One of the things I’ve always appreciated about visiting or living in other countries is the strong sense of community that is preserved in those cultures and the time that people always have to share, to listen, and to spend with friends and loved ones. Americans spend most of our hours working to pay bills, mortgages, loans, and mounting credit card debt. Some of us work two jobs to make ends meet. During the times when we are not working, we spend this time decompressing, watching television, eating, or shopping, but always consuming and buying things. We rarely have time to spend time or have a committed conversation with our families and friends.

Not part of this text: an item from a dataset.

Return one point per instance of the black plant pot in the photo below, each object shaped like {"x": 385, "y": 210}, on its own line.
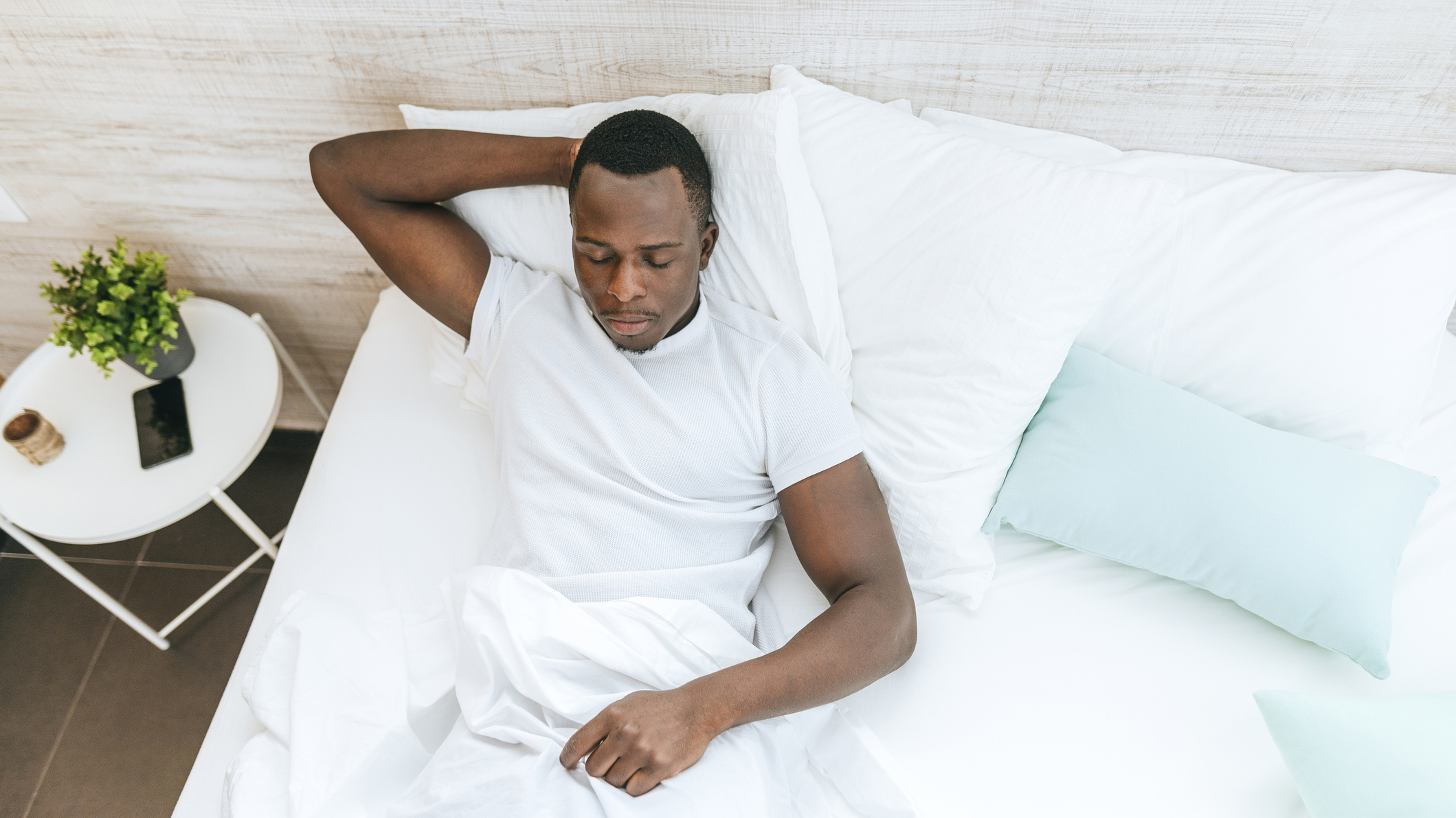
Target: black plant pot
{"x": 169, "y": 364}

I wonder how the people of Cambodia, with strong community and family ties, will cope with the transition to an industrialized and global economy. Extreme poverty and the quest for economic opportunity have already pushed massive internal migration from the provinces to urban centers and external migration to neighboring countries like Thailand and Malaysia. Entire villages throughout the country have been emptied of young women seeking employment in garment factories, restaurants, massage parlors, and karaoke bars in the cities. In the city itself, people are working harder and longer hours to make ends meet, to pay for increases in rent, electricity, food prices, and fuel - inevitable vestiges of economic prosperity.

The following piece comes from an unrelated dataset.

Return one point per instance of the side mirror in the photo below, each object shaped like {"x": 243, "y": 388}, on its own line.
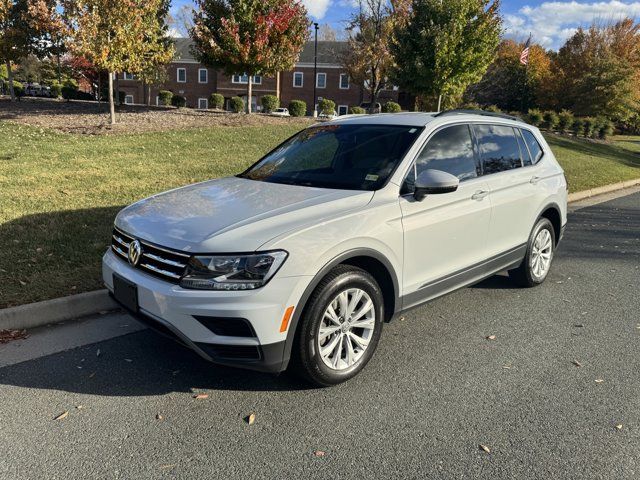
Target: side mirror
{"x": 432, "y": 182}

Cambodia is not unique. The same phenomenon is being felt all over the world - from China to India, Mozambique to Jordan, Iraq, Brazil, Mexico and the United States. We are all waiting for the benefits of global economic prosperity.

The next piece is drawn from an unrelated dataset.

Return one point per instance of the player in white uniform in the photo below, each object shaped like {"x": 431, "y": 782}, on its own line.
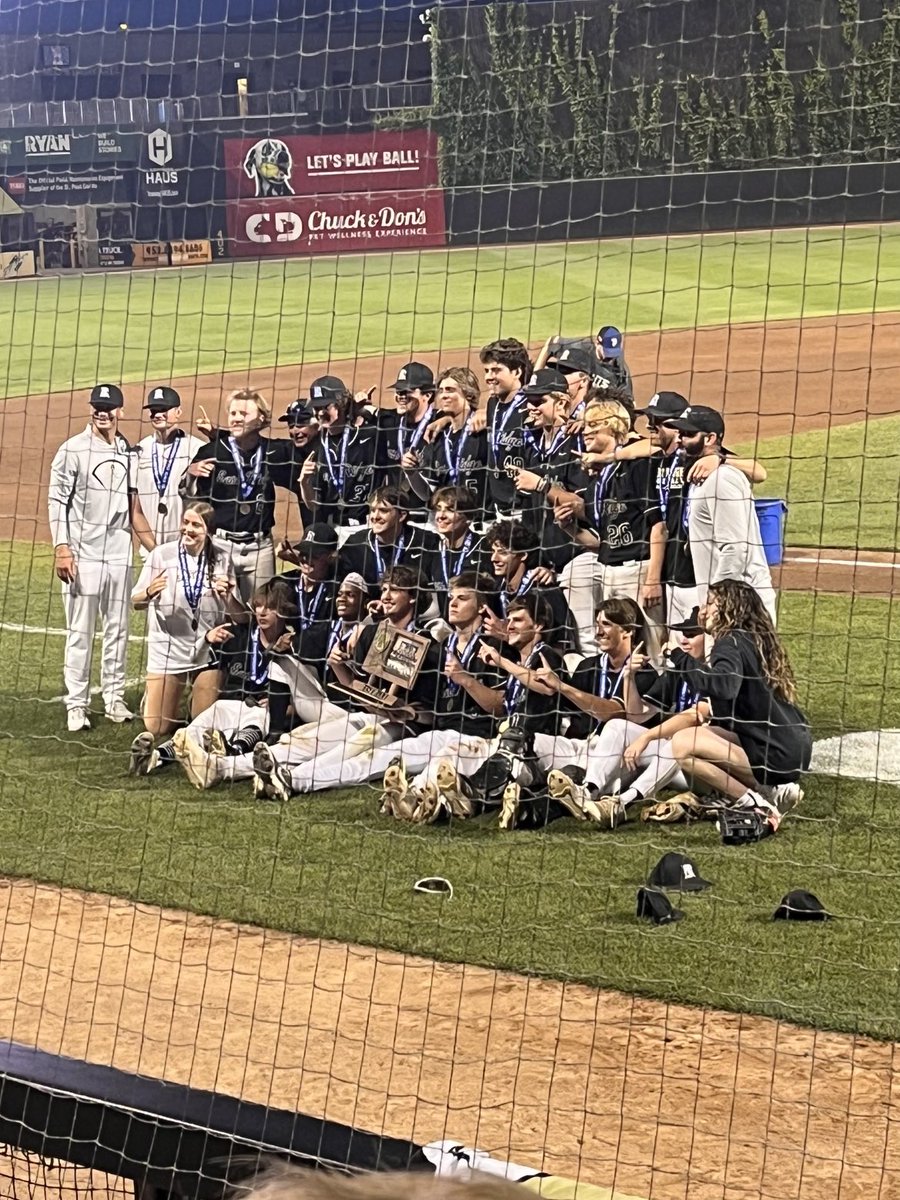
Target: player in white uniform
{"x": 93, "y": 511}
{"x": 162, "y": 459}
{"x": 187, "y": 588}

In Fugitive Denim, by Rachel Louise Snyder, the story of denim and the borderless world of global trade, the author travels to Azerbaijan, of the former Soviet Union. Azerbaijan has a 2,000 miles oil pipeline, the world’s longest, extending from Baku all the way through Georgia and Turkey. The country claims oil and cotton as its major exports. Despite this, a third of the country’s population lives below the poverty line and the country is ranked as one of the most corrupt in the world. In the book the author meets with one of the cotton kings of Azerbaijan, who laments the current state of affairs: “We don’t believe an individual should be on its own; now we have only ourselves and our homes, but no community. Rich countries have human rights problems, too. People are trampled. We have riches, but no human rights. We are not part of anything bigger now.”
In our quest for economic development, perhaps we have forgotten about other kinds of development – communal, social, and spiritual - that bring meaning to our daily lives and existence.
Next week, as we travel to the Northeastern provinces of Cambodia – Stung Treng, Ratanakiri, and Mondolkiri – we will meet with the indigenous people who have lived their lives in deep connection with both water and land and the natural environment. With the onslaught of development in the area, they are faced with the threat of dissolution of their cultures, traditions, language, and livelihood. Will they welcome this change or will they fight to preserve what is still left?